Dalam pernyataannya, Wamenkop menekankan pentingnya kolaborasi lintas sektor dan digitalisasi dalam membangun kekuatan ekonomi umat. Ia menyebut Kopdes Merah Putih sebagai mitra strategis dalam memperluas akses pasar dan meningkatkan kapasitas koperasi ponpes.

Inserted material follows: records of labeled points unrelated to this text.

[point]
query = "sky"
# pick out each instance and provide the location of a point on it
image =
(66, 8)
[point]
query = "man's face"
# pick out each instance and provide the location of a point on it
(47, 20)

“Ekosistem koperasi harus dibangun secara kolektif dan saling terhubung. Koperasi pesantren jangan berjalan sendiri, tetapi perlu bersinergi, terutama dengan Kopdes Merah Putih yang punya platform digital dan jaringan luas,” ujar Afriansyah dalam agenda resmi Kemenkop UKM.
Kolaborasi ini diharapkan mampu menciptakan rantai nilai ekonomi yang lebih kuat di tingkat lokal, sekaligus menjadi jalan bagi pemberdayaan ekonomi santri dan masyarakat sekitar pesantren.
Pemerintah terus mendorong digitalisasi dan penguatan kapasitas koperasi di berbagai sektor, termasuk lingkungan pesantren, sebagai bagian dari strategi pembangunan ekonomi nasional yang inklusif dan berkelanjutan.